La parità di genere nel mondo del lavoro è ancora lontana nel bel Paese, con trattamenti lavorativi molto diversi tra donne e uomini.
L’Italia si posiziona, infatti, al quattordicesimo posto in Europa nella classifica dell’Indice sull’uguaglianza di genere elaborato da EIGE (European Institute for Gender Equality).
Un ritardo, però, che non riguarda soltanto il nostro Paese. Dall’annuale report sul gender gap pubblicato dal World Economic Forum, infatti, risulta che nel 2022, a livello mondiale, il divario di genere è stato colmato per il 68%, una percentuale ancora bassa per il raggiungimento dell’effettiva gender equality e per cui, si stima, occorrerebbero addirittura altri 132 anni. Nessun Paese, quindi, spiega il rapporto, ha ancora raggiunto la piena ed assoluta eguaglianza tra uomo e donna, eccezione fatta per l’Irlanda dove il divario risulta essere meno accentuato (qui è colmato per il 91%).
Sono diversi gli aspetti che riguardano il gender gap: divario economico e retributivo, differenti opportunità lavorative, diverso trattamento nei ruoli svolti, disparità di ore lavorate dai due sessi. Ad alimentarlo anche un numero minore di donne che lavorano in ambito technology – attualmente tra i campi maggiormente in crescita nel mercato. Questo determina spesso la sospensione o l’interruzione di carriera legate alla maternità o all’assistenza di familiari, le dimissioni volontarie a causa di difficoltà riscontrate nel conciliare al meglio vita lavorativa e privata, i pregiudizi nella selezione del personale.
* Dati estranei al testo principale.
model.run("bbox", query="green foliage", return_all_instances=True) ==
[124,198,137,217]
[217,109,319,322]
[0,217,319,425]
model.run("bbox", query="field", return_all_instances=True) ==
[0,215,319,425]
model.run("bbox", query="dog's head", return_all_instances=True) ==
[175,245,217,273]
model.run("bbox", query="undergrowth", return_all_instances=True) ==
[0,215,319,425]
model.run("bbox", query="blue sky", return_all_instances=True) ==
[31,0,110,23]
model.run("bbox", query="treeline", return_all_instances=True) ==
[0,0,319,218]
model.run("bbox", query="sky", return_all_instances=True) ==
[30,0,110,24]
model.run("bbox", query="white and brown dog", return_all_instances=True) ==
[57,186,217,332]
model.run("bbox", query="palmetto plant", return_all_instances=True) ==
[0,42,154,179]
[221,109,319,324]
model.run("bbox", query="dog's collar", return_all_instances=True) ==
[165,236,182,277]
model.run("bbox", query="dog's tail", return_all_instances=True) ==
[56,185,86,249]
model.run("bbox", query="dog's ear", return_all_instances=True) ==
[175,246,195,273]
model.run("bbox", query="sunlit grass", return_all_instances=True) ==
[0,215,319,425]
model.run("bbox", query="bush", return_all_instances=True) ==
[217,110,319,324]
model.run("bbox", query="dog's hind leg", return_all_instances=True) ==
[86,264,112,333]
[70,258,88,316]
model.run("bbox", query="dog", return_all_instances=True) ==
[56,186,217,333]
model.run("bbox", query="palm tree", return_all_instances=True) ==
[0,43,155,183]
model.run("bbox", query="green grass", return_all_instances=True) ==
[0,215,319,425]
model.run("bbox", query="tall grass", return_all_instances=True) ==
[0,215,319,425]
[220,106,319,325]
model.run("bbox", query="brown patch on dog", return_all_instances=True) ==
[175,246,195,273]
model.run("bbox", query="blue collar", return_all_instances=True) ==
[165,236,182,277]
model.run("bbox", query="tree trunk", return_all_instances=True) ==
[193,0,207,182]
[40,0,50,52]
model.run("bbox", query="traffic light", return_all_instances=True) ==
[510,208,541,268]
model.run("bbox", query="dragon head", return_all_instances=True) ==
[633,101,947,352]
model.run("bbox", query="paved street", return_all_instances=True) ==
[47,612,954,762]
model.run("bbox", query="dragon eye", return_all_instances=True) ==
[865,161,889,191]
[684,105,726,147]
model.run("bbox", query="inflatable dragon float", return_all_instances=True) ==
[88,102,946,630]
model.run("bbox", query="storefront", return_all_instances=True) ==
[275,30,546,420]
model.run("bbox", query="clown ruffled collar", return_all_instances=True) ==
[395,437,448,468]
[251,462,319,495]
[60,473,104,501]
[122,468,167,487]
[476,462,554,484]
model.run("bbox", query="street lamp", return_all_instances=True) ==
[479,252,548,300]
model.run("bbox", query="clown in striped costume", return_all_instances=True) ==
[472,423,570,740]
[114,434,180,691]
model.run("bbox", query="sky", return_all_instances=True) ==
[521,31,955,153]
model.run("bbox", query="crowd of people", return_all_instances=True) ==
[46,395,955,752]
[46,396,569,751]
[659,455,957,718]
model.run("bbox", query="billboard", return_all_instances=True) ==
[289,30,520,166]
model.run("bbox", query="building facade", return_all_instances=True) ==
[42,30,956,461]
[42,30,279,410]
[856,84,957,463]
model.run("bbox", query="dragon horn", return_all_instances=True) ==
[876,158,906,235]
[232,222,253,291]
Relativamente all’aspetto retributivo, l’indice del divario tra il genere femminile e quello maschile si riferisce allo stipendio lordo medio, a parità di funzioni e ruoli lavorativi svolti. Secondo gli ultimi dati pubblicati dall’Istat, in Italia il gap salariale si attesta intorno al 16,5%. E il divario non riguarda unicamente la retribuzione ma anche la condizione secondo cui alcune posizioni ai vertici sono riservate quasi esclusivamente agli uomini, discriminando così la crescita professionale di molte donne. La conseguenza è che solo il 28% di donne ricoprono ruoli manageriali. Elevata anche la percentuale di donne disoccupate ed in numero maggiore rispetto a quella maschile: su 23,3 milioni di italiani che a gennaio 2023 risultavano occupati, infatti, 13,43 sono uomini e 9,87 sono donne, con 7,9 milioni di inattive e 1 milione e 30 mila disoccupate. Ciò nonostante, l’occupazione femminile registra miglioramenti rispetto alla fase più acuta della pandemia, quando era calata sotto la soglia del 50%. Il dato resta comunque molto distante dal 62,7% della media europea.
Gli strumenti per contrastare la disparità di trattamento tra uomini e donne esistono e in alcune realtà aziendali andrebbero potenziati. Tra le priorità, favorire politiche di sostegno alla maternità, prevedendo lo smart working per le lavoratrici – madri; implementare gli asili interni alle aziende o sussidi economici come il bonus asilo; prevedere percorsi di carriera taylor made, che tengano conto delle esigenze legate a famiglia e lavoro; sostenere la leadership femminile e consentire alle donne di ricoprire posizioni di vertice; garantire una maggiore parità a livello retributivo, basandosi su criteri meritocratici condivisi e trasparenti; attivare azioni concrete per condividere, attraverso una coinvolgente comunicazione interna, la cultura della gender equality in azienda.
Tematiche, queste, che negli ultimi anni hanno assunto notevole rilevanza a livello sociale ed imprenditoriale, con l’auspicio che il gender equality possa divenire presto un pilastro intorno al quale costruire una società ed un mondo lavorativo più sano.